Saturday, February 1

The Infamous Video

DAY TRIP: The international student outing to Toledo.

My first week of classes went off without a hitch. The following is my class schedule, all taught in Spanish:
  • International Finance
  • Innovation and Technological Change
  • Economic History
  • International Human Resources Management
So far, they’ve been really enjoyable. In HR Management, for example, the teacher constantly asks me questions about American culture and business practice. We watched parts of Apollo 13 and The Spirit of St. Louis to show the individualistic, can-do attitude of the US, and I shouted “Go America!” as Charles Lindbergh landed in Paris. The professor frequently maligns the French, but the two foxy French girls in my class are always too absorbed by their cell phones to notice. Ah, the irony.

     I dropped one class called International Trade because it involved a lot of microeconomics, and I spent half the lecture trying to figure out what the abbreviations stood for. Sometimes it’s just a simple reverse of the letters (PM for Producto Marginal, or Marginal Product) but I swear it took me fifteen minutes to realize that "RMS" means marginal rate of substitution.

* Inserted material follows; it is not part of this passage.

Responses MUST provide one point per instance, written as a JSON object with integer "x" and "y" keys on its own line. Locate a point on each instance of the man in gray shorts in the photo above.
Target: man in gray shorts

     School is compelling and I’m learning a lot, but let’s get back to the festivities. Monday night, ESN put on a get-together called “Tandem Cañas,” where the idea is for all the international students to gather for a drink and tapas to practice Spanish. I met an engrossing girl from Chile who goes to university in Lima, Peru. She set the standard for maps drawn on napkins, sketching a shapely South America with climate, topography, capitals and all. My Chilean slang, though in any other setting would be flagrantly unbefitting, actually really delighted her. It was an enjoyable night and a nice change of pace from the chaotic club scene.

     Afterwards, I’m riding home on the train thinking happy thoughts when I feel a little movement in the pocket of my khaki pants. As I reach in my hand and grasp only cloth, I see a chubby little boy running away with his hands in his shirt. Not about to be pushed around by a 10-year-old, I stealthily follow Sticky Fingers all the way to the other end of the train, where he finally runs into a roadblock. I grab him by the shirt, pin him against the wall, and start yelling in his face: Give me the money! ¡Dámelo o te pegaré! Just as I’m about to pick him up by the ankles and shake out my money, a middle-aged man arrives claiming to be the boy’s father. He feigns to check the boy’s pockets, cusses me out, and assertively drags the lad with him to the back of the train. Having caused a scene that captivated and thrilled at least a hundred spectators, I conduct the walk of shame back to my friends, 40€ poorer. The lesson I learned is that once a pickpocket has your property in his grubby hands, it’s as good as gone. Unless, of course, you’re prepared to knock the teeth out of a youngster and search his underwear.

ENDORSE HERE: E is one of my best friends
and goes to University of Northern Colorado.
     Tuesday night, I went out to dinner with my Mexican friend Efrain (who goes by “E” since his name is too hard to pronounce) and two of our friends, Alex and Kimia. For 12 Euros each, we were served a three course meal with mouthwatering dessert and two bottles of wine. None of us could figure out what anything on the menu was, so we each ordered something different. To my intense amusement, E ended up with octopus soaked in its own ink. We were so merry that we couldn’t resist asking our dour waiter for a feather to dip in the ink so we could sign some imaginary documents, but he wasn’t quite as amused by this as we were. No feather, we settled for this picture (see above).


AMITY: Fine dining was not prepared for this rambunctious crew.

     Wednesday night, I hung out in the dorm with some Spanish friends. Being a sucker for a pretty face, I let a girl I had only just met take a video of me dancing Reggaeton to a masterpiece of the genre. Next thing I know, random people in the cafeteria are coming up to me and asking if I’m the one from the video. By no means is it an unseemly clip, but it’s still pretty embarrassing seeing as I’m inflexible and have no rhythm. I would post the video here, but I prefer to contain my ignominy within the country!

     Thursday night, Matt and I “caught two pigeons with one seed” (as the direct translation from the Italian expression goes) by going into the city to attend the international student event, and then making it back to Getafe in time to go to the big Thursday night party for the residence halls. I haven’t seen so many obstreperous 18-year-olds since hanging out in Bates House my freshman year. What’s more, since all the chicas had seen the video, I was pretty much a local celebrity… not in a good way, but hey, there’s no such thing as bad publicity except your own obituary. At 2AM, we all walked to a run-down club in Getafe (think The Thirsty Parrot) and danced until well into the morning. It was far from humanity at its finest, but I had a great time and met a ton of people from the dorms - though I doubt they’ll be able to remember me.